#DataFrame Column Class

** Data Source **
* One hour of Pagecounts from the English Wikimedia projects captured August 5, 2016, at 12:00 PM UTC.
* Size on Disk: ~23 MB
* Type: Compressed Parquet File
* More Info: <a href="https://dumps.wikimedia.org/other/pagecounts-raw" target="_blank">Page view statistics for Wikimedia projects</a>

**Technical Accomplishments:**
* Continue exploring the `DataFrame` set of APIs.
* Introduce the `Column` class

##![Spark Logo Tiny](https://files.training.databricks.com/images/105/logo_spark_tiny.png) Getting Started

Run the following cell to configure our "classroom."

In [0]:
%run "./Includes/Classroom-Setup"

##![Spark Logo Tiny](https://files.training.databricks.com/images/105/logo_spark_tiny.png) **The Data Source**

We will be using the same data source as our previous notebook.

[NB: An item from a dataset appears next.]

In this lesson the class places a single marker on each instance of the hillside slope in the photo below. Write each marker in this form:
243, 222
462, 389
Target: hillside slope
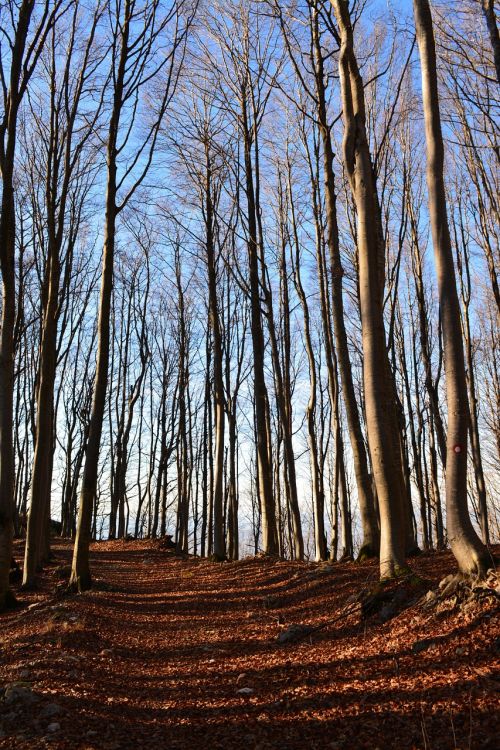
179, 653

As such, we can go ahead and start by creating our initial `DataFrame`.

In [0]:
#(source, sasEntity, sasToken) = getAzureDataSource()
#spark.conf.set(sasEntity, sasToken)

parquetFile = "wasbs://spark-ui-simulator@dbacademy.blob.core.windows.net" + "/wikipedia/pagecounts/staging_parquet_en_only_clean/"

In [0]:
pagecountsEnAllDF = (spark  # Our SparkSession & Entry Point
  .read                     # Our DataFrameReader
  .parquet(parquetFile)     # Returns an instance of DataFrame
  .cache()                  # cache the data
)
print(pagecountsEnAllDF)

DataFrame[project: string, article: string, requests: int, bytes_served: bigint]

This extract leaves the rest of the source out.